In today’s technology-driven world, the importance of cybersecurity has never been greater. To help push this point forward, the Naval Postgraduate School (NPS) hosted a Secretary of the Navy Guest Lecture (SGL) with speaker Mary Ann Davidson, the chief security officer at Oracle Corporation, one of the largest software companies in the world, Mar. 8 in King Auditorium.
The former U.S. Navy civil engineer spoke about the importance of cybersecurity, the challenges involved in promoting it, as well as the importance of implementing concepts from different fields into the cyber defense arena. She praised the military mindset and said that many aspects of military life and military history influence the way she looks at cybersecurity.
Davidson spoke about how the military has become more dependent on Information Technology (IT) and therefore more vulnerable to it.
“Warfighting now relies on an IT backbone,” said Davidson. “Information has become your force multiplier and now the network itself has become the battlefield.”
She cautioned, however, that while technology can give a great advantage it can also be an Achilles’ heel and although the U.S. has a powerful military, a weaker opponent could cause serious problems by attacking U.S. networks and stealing technology. She assured that technology could not be an advantage if current and potential enemies can easily have access to it.
Davidson stated that the military understands this concept but she still sees many challenges in making developers think in a defensive way.
“My biggest issue is convincing people, who are truly excellent technicians, that there are bad guys out there,” said Davidson. “This is not a problem that I would have with probably anybody in this audience.”
She went on to say that most experts in the commercial world lack defensive vision, that they don’t see the possibility of an attack. This is the reason why commercial software is not in all instances designed for the threat environment in which it’s been placed and this has significant ramifications.
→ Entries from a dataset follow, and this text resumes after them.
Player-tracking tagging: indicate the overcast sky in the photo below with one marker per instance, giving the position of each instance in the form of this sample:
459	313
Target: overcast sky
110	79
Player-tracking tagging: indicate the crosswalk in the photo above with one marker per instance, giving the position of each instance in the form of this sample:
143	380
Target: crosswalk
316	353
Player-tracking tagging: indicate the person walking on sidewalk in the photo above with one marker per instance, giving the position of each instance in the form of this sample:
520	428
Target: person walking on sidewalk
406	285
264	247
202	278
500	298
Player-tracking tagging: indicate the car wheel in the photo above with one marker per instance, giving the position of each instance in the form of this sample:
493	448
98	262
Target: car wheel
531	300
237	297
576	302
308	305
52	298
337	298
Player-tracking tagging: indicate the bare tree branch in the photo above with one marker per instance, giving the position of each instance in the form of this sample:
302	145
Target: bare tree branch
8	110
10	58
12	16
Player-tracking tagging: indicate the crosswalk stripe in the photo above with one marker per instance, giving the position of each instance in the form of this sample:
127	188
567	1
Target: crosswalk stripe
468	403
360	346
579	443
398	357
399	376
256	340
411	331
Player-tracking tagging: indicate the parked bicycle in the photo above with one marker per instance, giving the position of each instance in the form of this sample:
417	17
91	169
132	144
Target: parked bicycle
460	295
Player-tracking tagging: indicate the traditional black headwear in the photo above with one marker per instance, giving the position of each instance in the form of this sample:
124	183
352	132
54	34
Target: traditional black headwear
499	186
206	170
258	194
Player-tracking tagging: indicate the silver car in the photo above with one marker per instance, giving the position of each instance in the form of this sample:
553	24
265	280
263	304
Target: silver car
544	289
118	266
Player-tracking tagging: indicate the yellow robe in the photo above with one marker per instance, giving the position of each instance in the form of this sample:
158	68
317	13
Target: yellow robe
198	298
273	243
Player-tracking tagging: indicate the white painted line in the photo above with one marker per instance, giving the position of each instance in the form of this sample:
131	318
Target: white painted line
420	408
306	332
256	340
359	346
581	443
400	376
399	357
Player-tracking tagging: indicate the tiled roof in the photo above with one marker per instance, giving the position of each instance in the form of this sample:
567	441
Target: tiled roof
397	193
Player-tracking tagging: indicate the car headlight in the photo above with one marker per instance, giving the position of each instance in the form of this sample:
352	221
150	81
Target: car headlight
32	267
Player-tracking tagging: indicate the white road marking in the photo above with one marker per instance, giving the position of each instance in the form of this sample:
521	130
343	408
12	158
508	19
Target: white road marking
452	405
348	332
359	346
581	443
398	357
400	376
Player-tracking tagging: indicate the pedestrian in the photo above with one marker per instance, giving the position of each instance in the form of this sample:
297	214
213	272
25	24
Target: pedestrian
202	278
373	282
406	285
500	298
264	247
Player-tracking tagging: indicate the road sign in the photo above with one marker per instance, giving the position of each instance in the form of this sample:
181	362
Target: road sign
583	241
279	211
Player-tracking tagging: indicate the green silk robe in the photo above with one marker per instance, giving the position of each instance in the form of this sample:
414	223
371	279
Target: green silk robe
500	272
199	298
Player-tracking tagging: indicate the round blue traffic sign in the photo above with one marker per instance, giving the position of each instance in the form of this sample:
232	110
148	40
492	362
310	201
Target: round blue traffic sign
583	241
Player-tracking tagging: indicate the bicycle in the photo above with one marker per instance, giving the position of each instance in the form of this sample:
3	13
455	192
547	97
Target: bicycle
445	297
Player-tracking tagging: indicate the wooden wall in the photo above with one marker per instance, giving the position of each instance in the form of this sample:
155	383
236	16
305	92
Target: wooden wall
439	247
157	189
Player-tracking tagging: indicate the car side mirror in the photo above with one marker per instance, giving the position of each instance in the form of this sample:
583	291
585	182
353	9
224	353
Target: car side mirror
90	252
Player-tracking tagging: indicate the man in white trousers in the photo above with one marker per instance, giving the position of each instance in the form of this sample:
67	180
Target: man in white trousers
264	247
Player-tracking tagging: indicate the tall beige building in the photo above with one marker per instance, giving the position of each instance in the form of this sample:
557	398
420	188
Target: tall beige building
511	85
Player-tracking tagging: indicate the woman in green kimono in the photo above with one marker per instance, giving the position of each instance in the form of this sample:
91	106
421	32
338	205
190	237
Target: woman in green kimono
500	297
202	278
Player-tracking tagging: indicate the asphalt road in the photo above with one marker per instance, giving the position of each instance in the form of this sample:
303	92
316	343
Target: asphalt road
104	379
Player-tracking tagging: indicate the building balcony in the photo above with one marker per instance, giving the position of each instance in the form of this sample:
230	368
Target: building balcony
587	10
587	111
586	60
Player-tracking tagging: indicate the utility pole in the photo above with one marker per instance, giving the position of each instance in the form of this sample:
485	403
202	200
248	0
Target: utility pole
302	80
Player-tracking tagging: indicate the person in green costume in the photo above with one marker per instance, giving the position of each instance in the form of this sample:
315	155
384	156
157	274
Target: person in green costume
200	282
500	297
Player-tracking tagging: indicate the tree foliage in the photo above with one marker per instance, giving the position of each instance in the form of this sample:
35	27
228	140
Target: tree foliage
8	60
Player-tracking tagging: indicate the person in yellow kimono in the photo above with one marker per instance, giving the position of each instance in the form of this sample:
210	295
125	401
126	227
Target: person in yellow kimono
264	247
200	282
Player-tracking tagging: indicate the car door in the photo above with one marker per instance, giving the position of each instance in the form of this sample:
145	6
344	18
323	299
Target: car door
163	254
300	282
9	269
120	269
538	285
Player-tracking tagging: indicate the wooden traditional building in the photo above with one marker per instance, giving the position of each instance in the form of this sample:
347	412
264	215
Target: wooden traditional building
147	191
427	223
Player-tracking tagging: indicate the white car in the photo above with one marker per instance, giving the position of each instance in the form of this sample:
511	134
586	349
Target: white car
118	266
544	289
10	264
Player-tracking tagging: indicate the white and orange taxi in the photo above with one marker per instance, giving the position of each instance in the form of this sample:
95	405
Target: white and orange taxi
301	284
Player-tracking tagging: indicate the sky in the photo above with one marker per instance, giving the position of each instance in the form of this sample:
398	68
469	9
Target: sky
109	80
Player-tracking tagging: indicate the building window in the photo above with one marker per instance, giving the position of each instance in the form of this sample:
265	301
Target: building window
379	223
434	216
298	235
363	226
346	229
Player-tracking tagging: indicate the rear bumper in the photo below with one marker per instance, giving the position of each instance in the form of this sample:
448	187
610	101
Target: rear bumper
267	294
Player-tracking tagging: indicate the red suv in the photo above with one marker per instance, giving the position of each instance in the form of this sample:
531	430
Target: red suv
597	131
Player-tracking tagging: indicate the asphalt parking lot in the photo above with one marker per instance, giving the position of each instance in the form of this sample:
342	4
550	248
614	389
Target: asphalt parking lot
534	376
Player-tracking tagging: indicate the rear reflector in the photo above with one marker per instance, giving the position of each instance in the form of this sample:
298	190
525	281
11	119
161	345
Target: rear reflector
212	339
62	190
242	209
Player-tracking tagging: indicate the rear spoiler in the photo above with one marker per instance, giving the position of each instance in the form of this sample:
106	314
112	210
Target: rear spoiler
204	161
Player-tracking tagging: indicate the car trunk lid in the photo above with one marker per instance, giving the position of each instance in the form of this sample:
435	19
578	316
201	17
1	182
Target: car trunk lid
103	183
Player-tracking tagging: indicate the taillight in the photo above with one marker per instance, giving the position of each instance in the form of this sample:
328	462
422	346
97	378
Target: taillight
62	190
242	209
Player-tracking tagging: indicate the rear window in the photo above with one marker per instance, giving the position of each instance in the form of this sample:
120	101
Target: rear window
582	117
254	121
According to the National Institute of Standards and Technology (NIST), Davidson said, the cost of poor security in the U.S. alone is between $22-59 billion a year, making this a concerning issue.
Davidson said that in today’s technology assurance arena, technicians spend too much time on repetitive software patching, where if the software was designed with defensive measures from the beginning, these technicians could focus on more productive tasks.
“If the quality of commercial software assurance were better you wouldn’t have to patch your systems,” Davidson added. “And frankly it would make attackers work harder and making bad guys work harder is a good thing.”
This, she said, would have knock-on benefits to everybody by increasing the quality of commercial standards.
NPS student, U.S. Air Force Capt. Jesus Raimundi, III, a Cyberspace Operations Defense officer, discusses systemic problems with acquisitions and information flow between cybersecurity professionals and top decision makers in the DoD.
Davidson admitted, though, that commercial assurance would probably never meet the requirements of high mission-critical assurance that there will always be specialized systems that would require customized software built specifically for that purpose from the ground up.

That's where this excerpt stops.